The ingredients needed to make Choux Pastry For Profiteroles or Eclairs:
- Make ready 4 oz butter cut into small pieces
- Get 240 ml water
- Prepare 2 tsp castor sugar
- Make ready 1/4 tsp salt
- Make ready 5 oz plain flour
- Take 4 medium eggs beaten well
Properly made choux pastry will be light and airy, with crisp exterior and a soft almost custard-like interior. The inside will have large air pockets, which makes it easy to fill. The baked profiteroles or eclairs should retain their shape even after being cooled, instead of collapsing. To turn the choux pastry into profiteroles, simply place the choux pastry mixture into a piping bag fitted with a plain nozzle.
Steps to make Choux Pastry For Profiteroles or Eclairs:
- combine butter, water, sugar and salt in a large pan. bring to the boil occasionally
- As soon as boiling, remove the pan from the heat. add the flour all at once and beat vigorously with a wooden spoon
- return the pan to a medium heat. stir continuously until the mixture comes away from the pan and forms a doughy ball. remove from the heat and leave to cool
- add a dribble of the egg and beat well with a wooden spoon or electric mixer. fully combine until adding another dribble. continue until the mixture becomes a smooth and shiny paste that holds its shape. do not add too much egg at a time. mix very well all the time.

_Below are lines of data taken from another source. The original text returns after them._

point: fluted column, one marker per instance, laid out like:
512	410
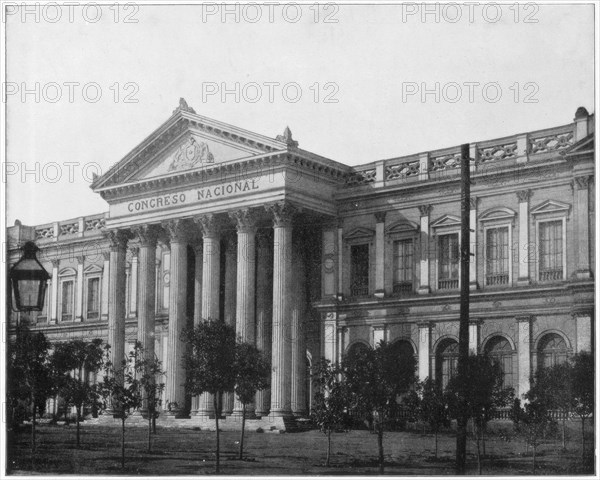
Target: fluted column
298	387
116	296
197	303
147	235
246	289
175	384
264	305
282	275
211	280
229	304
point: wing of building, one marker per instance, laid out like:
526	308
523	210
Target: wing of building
312	258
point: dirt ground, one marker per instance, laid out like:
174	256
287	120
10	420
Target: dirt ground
190	452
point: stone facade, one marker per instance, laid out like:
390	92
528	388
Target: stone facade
308	257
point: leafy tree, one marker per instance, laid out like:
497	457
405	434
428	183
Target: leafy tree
31	378
147	370
429	404
209	363
555	385
532	421
252	373
483	379
375	379
72	361
121	389
331	400
583	390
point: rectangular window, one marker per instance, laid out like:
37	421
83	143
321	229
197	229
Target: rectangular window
359	270
67	300
449	261
403	266
497	256
551	250
93	298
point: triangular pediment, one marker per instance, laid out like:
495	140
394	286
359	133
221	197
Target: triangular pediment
446	221
189	152
360	233
551	206
185	142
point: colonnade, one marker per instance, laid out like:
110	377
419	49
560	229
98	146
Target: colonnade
269	303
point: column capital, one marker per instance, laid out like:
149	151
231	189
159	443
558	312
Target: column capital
245	219
282	212
209	224
524	195
117	239
380	217
425	210
581	183
147	234
177	229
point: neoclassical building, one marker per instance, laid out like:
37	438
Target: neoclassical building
309	257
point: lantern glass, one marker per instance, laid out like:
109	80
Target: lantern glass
29	281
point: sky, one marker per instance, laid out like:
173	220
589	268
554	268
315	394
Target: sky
355	83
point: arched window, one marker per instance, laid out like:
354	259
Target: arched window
356	348
552	350
446	361
500	351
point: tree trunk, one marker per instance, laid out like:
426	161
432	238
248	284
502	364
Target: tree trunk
33	427
242	434
150	432
477	440
122	440
583	439
215	406
77	425
328	447
380	444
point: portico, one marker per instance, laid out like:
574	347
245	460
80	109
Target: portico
195	186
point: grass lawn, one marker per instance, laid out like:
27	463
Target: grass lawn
191	452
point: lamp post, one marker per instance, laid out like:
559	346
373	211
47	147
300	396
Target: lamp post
29	280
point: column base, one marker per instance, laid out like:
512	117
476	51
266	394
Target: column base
583	275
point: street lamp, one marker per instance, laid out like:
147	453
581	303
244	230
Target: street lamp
29	281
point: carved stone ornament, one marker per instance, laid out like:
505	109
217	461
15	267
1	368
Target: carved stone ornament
245	219
177	229
190	155
117	239
425	210
287	138
524	195
209	224
147	234
183	107
283	213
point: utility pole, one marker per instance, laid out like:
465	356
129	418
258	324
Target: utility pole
463	332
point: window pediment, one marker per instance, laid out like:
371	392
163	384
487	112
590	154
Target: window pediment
359	234
497	213
446	221
403	227
551	206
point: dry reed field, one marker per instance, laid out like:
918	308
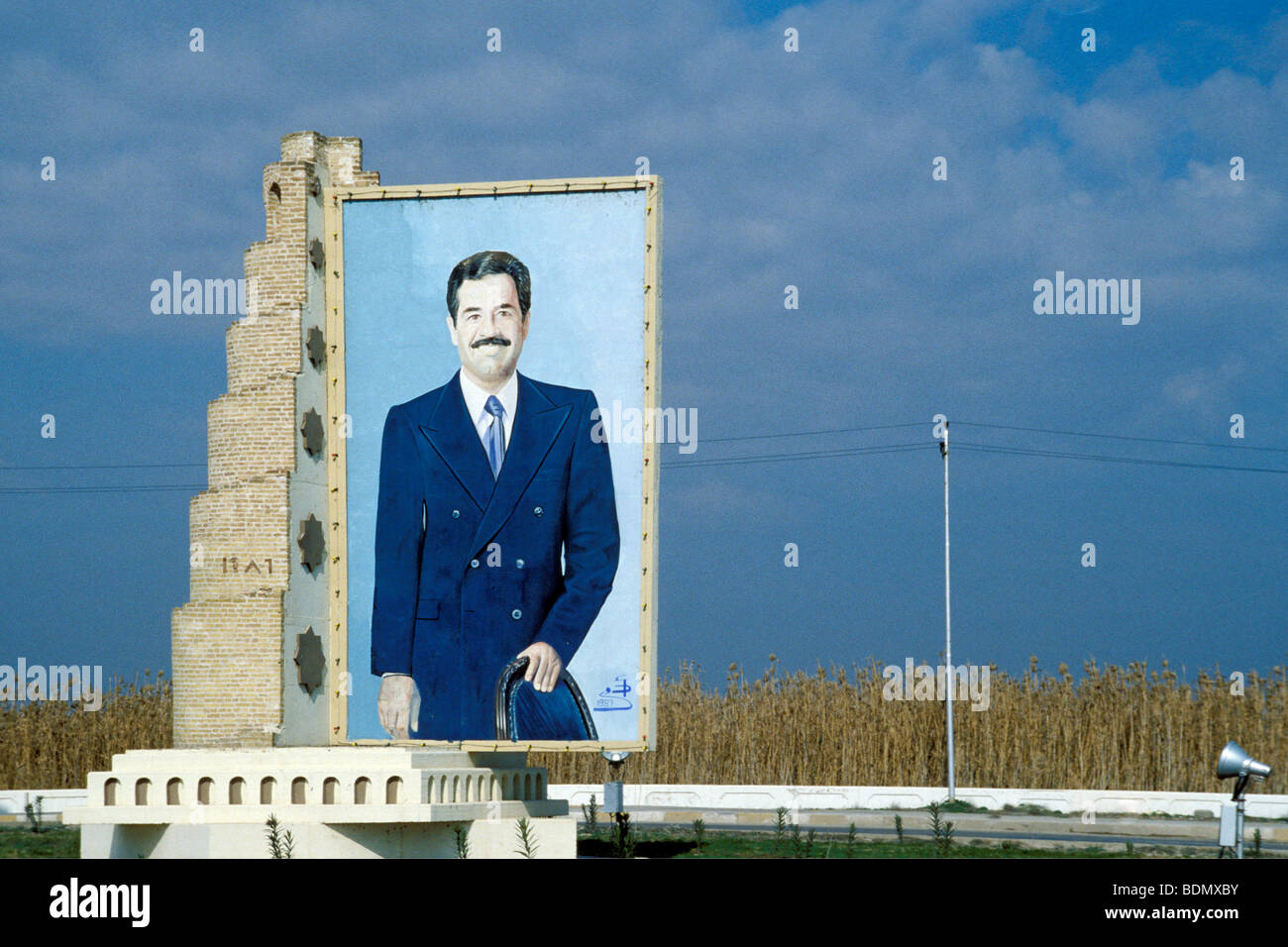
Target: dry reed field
55	745
1113	728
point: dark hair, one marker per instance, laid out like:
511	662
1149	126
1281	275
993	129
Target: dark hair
487	263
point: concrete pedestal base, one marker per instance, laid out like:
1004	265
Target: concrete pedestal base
362	801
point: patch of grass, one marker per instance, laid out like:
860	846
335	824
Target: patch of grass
958	805
678	843
53	841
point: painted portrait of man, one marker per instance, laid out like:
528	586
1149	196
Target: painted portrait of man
496	527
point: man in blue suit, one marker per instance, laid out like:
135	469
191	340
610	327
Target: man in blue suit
484	484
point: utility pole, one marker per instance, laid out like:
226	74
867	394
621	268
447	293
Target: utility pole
948	629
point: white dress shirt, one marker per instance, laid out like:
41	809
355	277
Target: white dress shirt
476	402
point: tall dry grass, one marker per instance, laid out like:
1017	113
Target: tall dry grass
55	744
1113	728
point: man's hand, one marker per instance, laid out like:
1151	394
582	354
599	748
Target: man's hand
394	703
544	667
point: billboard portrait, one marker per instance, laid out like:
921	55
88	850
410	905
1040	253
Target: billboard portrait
494	522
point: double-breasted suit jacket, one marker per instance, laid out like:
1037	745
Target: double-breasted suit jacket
467	569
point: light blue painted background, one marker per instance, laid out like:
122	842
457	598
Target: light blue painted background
585	253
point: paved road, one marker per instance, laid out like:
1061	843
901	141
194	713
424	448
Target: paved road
1035	831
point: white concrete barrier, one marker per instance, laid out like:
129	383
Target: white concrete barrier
795	797
769	797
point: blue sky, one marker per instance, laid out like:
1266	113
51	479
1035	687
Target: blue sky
810	169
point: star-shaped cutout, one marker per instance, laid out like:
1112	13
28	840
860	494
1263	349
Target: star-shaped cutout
316	346
309	660
312	543
314	436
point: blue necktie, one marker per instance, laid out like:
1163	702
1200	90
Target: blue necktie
494	436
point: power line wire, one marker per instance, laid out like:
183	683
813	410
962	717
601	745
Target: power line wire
810	433
147	488
1124	437
800	455
1035	453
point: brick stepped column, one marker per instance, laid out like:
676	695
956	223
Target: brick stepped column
227	642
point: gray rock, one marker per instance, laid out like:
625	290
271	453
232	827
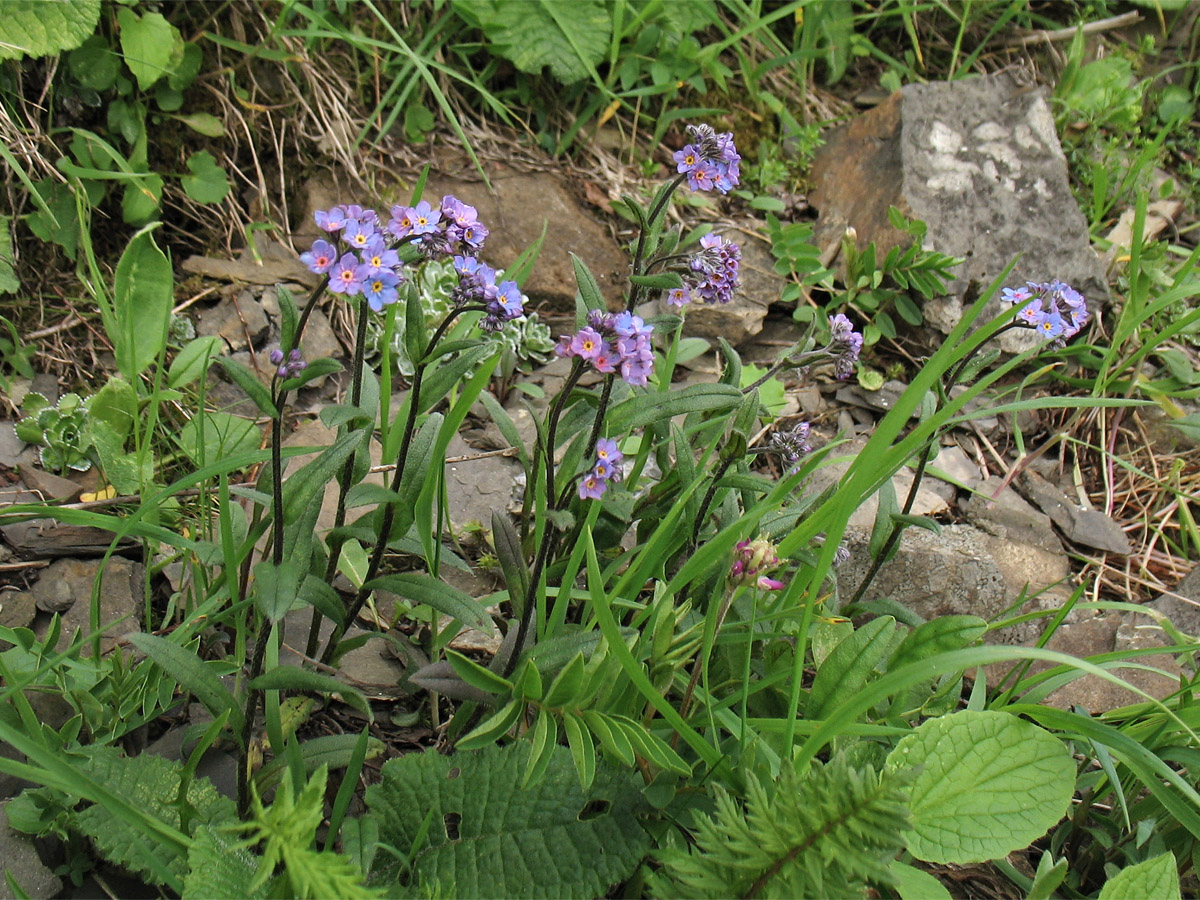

If the mixture is smooth and shiny before using all the egg then stop. don't make it too runny
- put baking paper on about two trays and preheat the oven to 220°c/425°f
- profiteroles: using two teaspoons or a piping bag, shape 1 inch blobs spaced well apart
- éclairs: use a piping bag with a wide nozzle and pipe onto the trays about 3-4 inches long but spaced well apart
- using a damp finger or a damp pastry brush, push any raised edges in to smooth them off
- keeping a close eye on them bake 20-25 mins for profiteroles. 30-35 mins for éclairs. until a good golden brown. remove and quickly poke a hole in the bases and cool upside down on a wire rack. to poke the holes use a sharp knife to poke in a 1/4 inch then twist. must do the holes fast or they will lose their shape
- Make sure they are fully cooled before piping with cream. I beat 400ml double cream with half a vanilla pod seeds (or half a teaspoon of vanilla extract) and piped into the holes then put into the fridge to keep the cream fresh while making toffee sauce
- I made 14 profiteroles and 4 éclairs out of my mix
- Also very moreish topped with melted chocolate
How far in advance can profiteroles be filled? Profiteroles should be filled at the last-minute just before serving so that the choux buns remain crisp for as long as possible. Make perfect light and puffed up choux pastry for eclairs or profiteroles. Wet your finger and press down any peaks. Easy to follow steps for making CHOUX pastry (profiterole and eclairs).
So that’s going to wrap it up with this special food choux pastry for profiteroles or eclairs recipe. Thanks so much for your time. I’m confident that you can make this at home. There is gonna be interesting food in home recipes coming up. Don’t forget to save this page in your browser, and share it to your loved ones, colleague and friends. Thanks again for reading. Go on get cooking!